5. You’ve Been Working Toward A Promotion That Has Never Come
Man, that sucks. Being at the same job for years and never experiencing a promotion or feeling challenged can be incredibly frustrating. Rather than letting future employers know about that frustration, turn it into a positive!

“I realized that the opportunity to grow wasn’t available to me and that in order to continue to improve myself professionally, it was time to move on.”

“I achieved everything professionally that was available at my last employer and feel that in order to keep improving myself both personally and professionally, that it was time to move onto a new company with more room for growth.”

“I’m interested in a job where I can be given more responsibility and will challenge me.”

6. You Are Overqualified and/or Under-Utilized
We are all on a quest to find the perfect job that satisfies all our needs…but there are also times in our lives when you’re forced to take a job because, well, you need the money!

“Although it was a good job, I felt as though I had learned everything I could and wanted to move on to a new company where I can continue to grow professionally.”

“The job was a good fit for who I was when I initially accepted it, but as I have worked there, I have realized that where I want to go and where the company is going don’t align.”

7. You’re a Part-Timer or Freelancer Looking For Full-Time Opportunities
Being a freelancer is a little different. You’re usually hired for the duration of an assignment and then free to accept other work once that assignment is complete. In this case, a simple “Completion of Freelance Assignment” is perfectly acceptable on a job application. When faced with this question in an interview, you can add a bit to that simple answer.

“As a freelancer, I am contracted for only as long as it takes to finish the task I have been assigned. At this time I’m looking for employment with a company that allows me to use my professional experiences and skill sets in a long term, mutually beneficial professional relationship.”

8. You’ve Had Personal Issues To Deal With
Family always comes first and there are times when you have to step back from a job in order to take care of personal situations. This can be everything from personal health issues to taking care of other members of your family.

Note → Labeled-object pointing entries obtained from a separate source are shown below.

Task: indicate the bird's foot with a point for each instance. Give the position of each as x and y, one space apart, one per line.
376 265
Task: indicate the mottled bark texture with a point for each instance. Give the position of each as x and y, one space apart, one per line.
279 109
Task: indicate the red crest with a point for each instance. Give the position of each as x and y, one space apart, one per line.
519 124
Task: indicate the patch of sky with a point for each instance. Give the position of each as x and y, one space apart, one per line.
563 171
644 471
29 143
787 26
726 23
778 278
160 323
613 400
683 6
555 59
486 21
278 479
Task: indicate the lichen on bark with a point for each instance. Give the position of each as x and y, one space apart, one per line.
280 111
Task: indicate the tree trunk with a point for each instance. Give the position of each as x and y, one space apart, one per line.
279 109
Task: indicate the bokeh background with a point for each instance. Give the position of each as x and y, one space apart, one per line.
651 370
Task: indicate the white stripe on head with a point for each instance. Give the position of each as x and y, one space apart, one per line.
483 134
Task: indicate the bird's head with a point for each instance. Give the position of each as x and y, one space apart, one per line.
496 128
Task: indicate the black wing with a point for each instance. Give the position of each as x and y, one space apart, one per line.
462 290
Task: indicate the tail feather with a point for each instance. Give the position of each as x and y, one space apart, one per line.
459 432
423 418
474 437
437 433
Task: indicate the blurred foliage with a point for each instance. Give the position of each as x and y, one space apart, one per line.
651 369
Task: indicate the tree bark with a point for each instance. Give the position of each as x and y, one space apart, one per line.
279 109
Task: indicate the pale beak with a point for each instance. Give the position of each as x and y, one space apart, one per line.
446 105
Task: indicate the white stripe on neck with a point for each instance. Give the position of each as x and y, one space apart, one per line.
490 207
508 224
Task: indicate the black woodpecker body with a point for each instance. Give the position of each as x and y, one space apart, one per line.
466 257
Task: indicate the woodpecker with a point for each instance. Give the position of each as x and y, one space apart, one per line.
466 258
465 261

“I left my last job in order to take care of a family issue. The circumstances have changed and I now find myself in a position where I’d like to reenter the workforce.”

“I decided to take five years off to start a family.”

“I accepted a position with another company that was closer to home.”

9. You’ve Been Laid Off
Hey, It’s okay. As long as you weren’t laid off due to reasons related to performance or integrity, a potential employer isn’t going to hold it against you…especially if you weren’t the only one laid off from the company at the same time. With mergers and restructuring, it’s not unusual for a company to let go of a group of employees, regardless of performance or skills. Just be honest and let your potential employer know.

“My position was eliminated and I was let go. Although I no longer work with the company, my former manager is one of my strongest references and would be happy to answer any questions you might have about my performance and skills.”

10. You’ve Been Fired
Okay, let’s address the elephant in the room. Yes, you got fired. Trust me, you’re not alone. Some of the best, most influential people in the world have been fired. As they say in Hollywood, “You’re nobody until you’ve been fired at least once.” Unfortunately, some employers see being fired as a red flag, regardless of what the reasons might be, so saying “I was fired” is not something you want to do in an interview or on an application.

DON’T LIE! But at the same time, there are ways to answer this question without either tanking yourself or talking smack about your last employer (neither of which is a good idea!)

WHATEVER YOU DO, DO NOT BAD MOUTH YOUR FORMER EMPLOYER. I will say it again…DO NOT BADMOUTH YOU FORMER EMPLOYER. I don’t care if you were kept in the worst conditions ever where you were underpaid, forced to endure humiliating situations, and had a clown come into the room every three hours and kick you in the gut…DO NOT BADMOUTH YOUR FORMER EMPLOYER.